The rule appears to be well settled that in a case of insolvency, the joint creditors of a copartnership are entitled to payment out of the property and effects of the firm, in preference to the separate creditors of the individual copartners ; and that such separate creditors have a corresponding right to a priority in payment out of the individual estate of the copartners, in case of the death or bankruptcy of the latter so that such estate cannot be reached by the partnership creditors by an execution at law. (Wilder v. Keeler, 3 Paige’s Rep. 167. M’Cullock v. Dashiell, 1 Har. & Gill's Rep. 96.) And where the sur*21viving partner is in fact insolvent at the death of his copartner, equity will not allow the creditors of the copartnership, after exhausting all the joint effects of the firm for their sole benefit, to use the name of the surviving copartner, or to obtain a nominal payment of the residue of their joint debts from him, for the purpose of reaching a portion of the property of the deceased partner which, in such a case, belongs to his separate creditors upon this equitable rale.
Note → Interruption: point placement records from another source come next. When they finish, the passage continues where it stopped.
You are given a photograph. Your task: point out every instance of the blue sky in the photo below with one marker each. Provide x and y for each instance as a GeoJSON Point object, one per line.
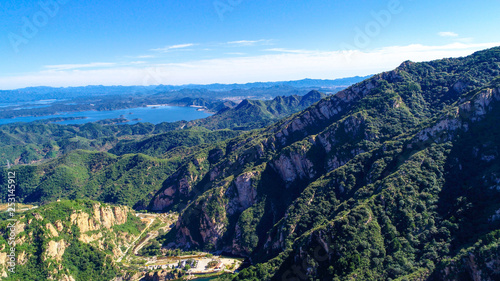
{"type": "Point", "coordinates": [148, 42]}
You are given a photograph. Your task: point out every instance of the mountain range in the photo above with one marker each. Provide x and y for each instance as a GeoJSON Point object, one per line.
{"type": "Point", "coordinates": [394, 178]}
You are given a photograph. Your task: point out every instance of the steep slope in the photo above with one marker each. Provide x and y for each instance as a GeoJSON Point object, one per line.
{"type": "Point", "coordinates": [68, 240]}
{"type": "Point", "coordinates": [365, 177]}
{"type": "Point", "coordinates": [254, 114]}
{"type": "Point", "coordinates": [128, 180]}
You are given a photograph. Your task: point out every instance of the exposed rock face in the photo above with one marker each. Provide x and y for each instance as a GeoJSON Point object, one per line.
{"type": "Point", "coordinates": [179, 185]}
{"type": "Point", "coordinates": [102, 217]}
{"type": "Point", "coordinates": [3, 261]}
{"type": "Point", "coordinates": [293, 166]}
{"type": "Point", "coordinates": [246, 192]}
{"type": "Point", "coordinates": [52, 230]}
{"type": "Point", "coordinates": [55, 250]}
{"type": "Point", "coordinates": [162, 275]}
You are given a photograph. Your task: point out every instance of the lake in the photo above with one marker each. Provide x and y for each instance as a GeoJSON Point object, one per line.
{"type": "Point", "coordinates": [154, 115]}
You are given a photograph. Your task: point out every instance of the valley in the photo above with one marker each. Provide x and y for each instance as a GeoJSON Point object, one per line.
{"type": "Point", "coordinates": [396, 177]}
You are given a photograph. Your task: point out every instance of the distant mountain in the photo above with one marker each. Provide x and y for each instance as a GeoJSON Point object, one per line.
{"type": "Point", "coordinates": [394, 178]}
{"type": "Point", "coordinates": [254, 114]}
{"type": "Point", "coordinates": [46, 93]}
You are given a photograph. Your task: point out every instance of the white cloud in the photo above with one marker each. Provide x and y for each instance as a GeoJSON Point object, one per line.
{"type": "Point", "coordinates": [447, 34]}
{"type": "Point", "coordinates": [250, 42]}
{"type": "Point", "coordinates": [173, 47]}
{"type": "Point", "coordinates": [78, 66]}
{"type": "Point", "coordinates": [270, 67]}
{"type": "Point", "coordinates": [145, 57]}
{"type": "Point", "coordinates": [283, 50]}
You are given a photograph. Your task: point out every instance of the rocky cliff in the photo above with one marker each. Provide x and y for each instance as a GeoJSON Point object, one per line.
{"type": "Point", "coordinates": [48, 238]}
{"type": "Point", "coordinates": [384, 179]}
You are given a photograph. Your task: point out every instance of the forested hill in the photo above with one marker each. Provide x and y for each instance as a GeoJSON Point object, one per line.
{"type": "Point", "coordinates": [254, 114]}
{"type": "Point", "coordinates": [394, 177]}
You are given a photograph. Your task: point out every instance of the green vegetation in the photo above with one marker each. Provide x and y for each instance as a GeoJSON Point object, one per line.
{"type": "Point", "coordinates": [254, 114]}
{"type": "Point", "coordinates": [50, 246]}
{"type": "Point", "coordinates": [399, 183]}
{"type": "Point", "coordinates": [395, 178]}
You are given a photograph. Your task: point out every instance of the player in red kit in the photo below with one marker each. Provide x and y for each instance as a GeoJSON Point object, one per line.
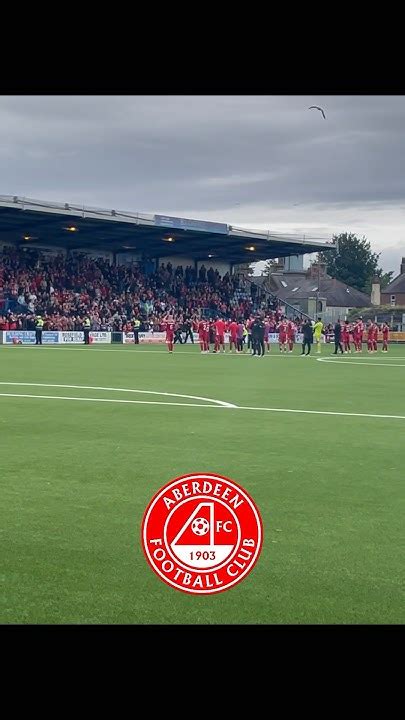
{"type": "Point", "coordinates": [204, 335]}
{"type": "Point", "coordinates": [233, 335]}
{"type": "Point", "coordinates": [370, 337]}
{"type": "Point", "coordinates": [266, 333]}
{"type": "Point", "coordinates": [375, 337]}
{"type": "Point", "coordinates": [219, 335]}
{"type": "Point", "coordinates": [386, 335]}
{"type": "Point", "coordinates": [282, 335]}
{"type": "Point", "coordinates": [346, 336]}
{"type": "Point", "coordinates": [291, 329]}
{"type": "Point", "coordinates": [169, 321]}
{"type": "Point", "coordinates": [360, 326]}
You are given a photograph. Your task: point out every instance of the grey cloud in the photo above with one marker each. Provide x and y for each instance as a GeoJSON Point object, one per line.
{"type": "Point", "coordinates": [173, 154]}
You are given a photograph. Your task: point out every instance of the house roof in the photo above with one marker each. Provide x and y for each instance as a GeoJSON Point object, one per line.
{"type": "Point", "coordinates": [396, 286]}
{"type": "Point", "coordinates": [288, 286]}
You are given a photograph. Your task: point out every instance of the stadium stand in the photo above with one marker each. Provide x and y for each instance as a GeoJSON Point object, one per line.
{"type": "Point", "coordinates": [64, 289]}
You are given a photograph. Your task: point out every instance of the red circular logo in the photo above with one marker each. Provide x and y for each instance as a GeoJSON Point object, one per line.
{"type": "Point", "coordinates": [202, 533]}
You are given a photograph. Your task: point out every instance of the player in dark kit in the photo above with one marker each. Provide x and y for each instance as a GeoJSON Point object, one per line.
{"type": "Point", "coordinates": [307, 337]}
{"type": "Point", "coordinates": [257, 329]}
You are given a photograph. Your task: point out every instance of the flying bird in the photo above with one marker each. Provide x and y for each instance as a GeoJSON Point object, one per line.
{"type": "Point", "coordinates": [316, 107]}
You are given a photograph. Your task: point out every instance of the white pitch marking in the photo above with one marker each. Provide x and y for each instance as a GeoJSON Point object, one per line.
{"type": "Point", "coordinates": [321, 412]}
{"type": "Point", "coordinates": [368, 362]}
{"type": "Point", "coordinates": [131, 402]}
{"type": "Point", "coordinates": [140, 352]}
{"type": "Point", "coordinates": [142, 392]}
{"type": "Point", "coordinates": [225, 407]}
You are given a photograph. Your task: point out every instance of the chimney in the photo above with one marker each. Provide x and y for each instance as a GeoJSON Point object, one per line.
{"type": "Point", "coordinates": [376, 291]}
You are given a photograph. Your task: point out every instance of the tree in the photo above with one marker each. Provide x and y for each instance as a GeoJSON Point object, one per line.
{"type": "Point", "coordinates": [354, 263]}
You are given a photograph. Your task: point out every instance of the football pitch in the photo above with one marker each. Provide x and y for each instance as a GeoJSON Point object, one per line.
{"type": "Point", "coordinates": [89, 434]}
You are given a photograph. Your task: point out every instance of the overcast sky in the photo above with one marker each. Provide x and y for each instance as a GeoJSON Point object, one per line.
{"type": "Point", "coordinates": [261, 162]}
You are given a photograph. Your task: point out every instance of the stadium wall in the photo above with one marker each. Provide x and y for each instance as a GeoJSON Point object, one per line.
{"type": "Point", "coordinates": [222, 267]}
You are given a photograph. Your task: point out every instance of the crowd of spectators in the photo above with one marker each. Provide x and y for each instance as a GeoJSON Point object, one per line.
{"type": "Point", "coordinates": [64, 289]}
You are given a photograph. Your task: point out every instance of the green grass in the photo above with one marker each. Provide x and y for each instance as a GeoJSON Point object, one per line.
{"type": "Point", "coordinates": [77, 476]}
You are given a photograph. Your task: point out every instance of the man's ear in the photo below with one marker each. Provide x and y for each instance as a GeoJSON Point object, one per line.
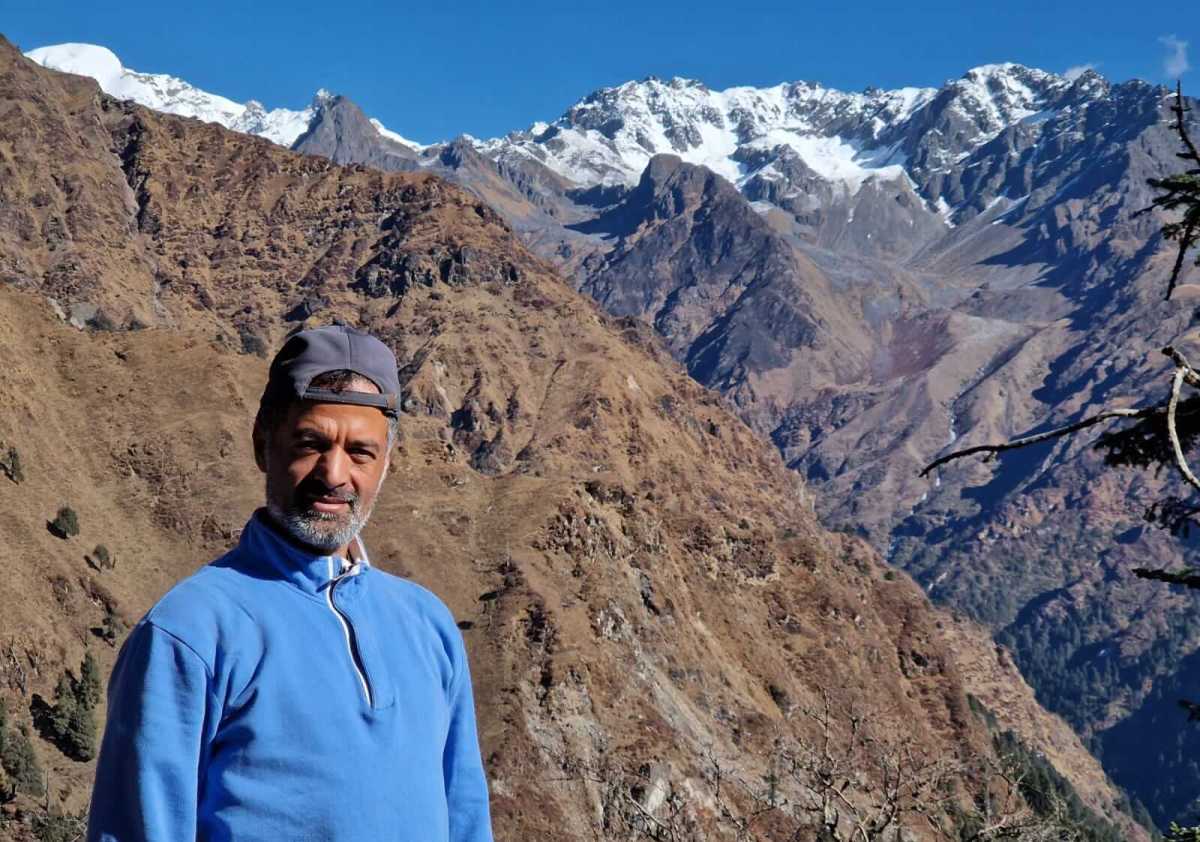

I am not aware, however, that this principle of marshalling the effects, as between the joint and separate creditors where both copartners are insolvent, has ever been carried so far, except perhaps under the English bankrupt laws, as to exclude a solvent partner, who has a just claim against his copartner after all the debts of the firm have been paid, or who is obliged to pay the joint creditors out of his own private funds, from coming in for a share of the estate of the deceased partner. This appears to be a case of that kind. The partnership was dissolved previous to the death of Bissel, at which time he owed the firm a large amount; and the complainant, since that time, has been obliged to pay very large sums to the partnership creditors out of his own private funds. The principle adopted by the revised statutes is that equality among creditors is equity, in relation to the distribution of the estate of an insolvent decedent, except in those cases where the creditor had proceeded to judgment against the decedent before his death. (2 R. S. 87, § 27; 112, § 73; 453, § 37, &c.) The fourth class of debts in their order of payment as directed by the statute, includes all recognizances, bonds, sealed instruments, notes, bills, and unliquidated demands and accounts. And the statute is express that no preference shall be given, in the payment of one debt over another debt of this class. The balance due from the decedent to his surviving partner on account of the partnership transactions, after the payment of the partnership debts and the appropriation of all the copartnership effects to equalize the balances between them, was an unliquidated demand of this class against the decedent at the time of his death; and when it shall have been liquidated by the complainant and *22the personal representatives of Bissel, or by the surrogate, who is competent upon the settlement and distribution of the estate to liquidate an equitable as well as a legal demand, or by a decree of this court upon a reference to a master, the balance that shall be found due to the complainant must be paid to him out of the estate of the decedent, rateably with the other creditors.
The motion to dissolve the injunction must therefore be denied. But as this was a new question on which it was proper for the personal representatives of Bissel to take the opinion of this court, the costs of both parties should be paid out of the estate of the decedent in their hands, if the claim of the complainant is now liquidated between the parties, without any further expense ; and a decree to that effect may be entered, upon filing the written consent of the parties, stating the balance which is thus ascertained to be due to the complainant.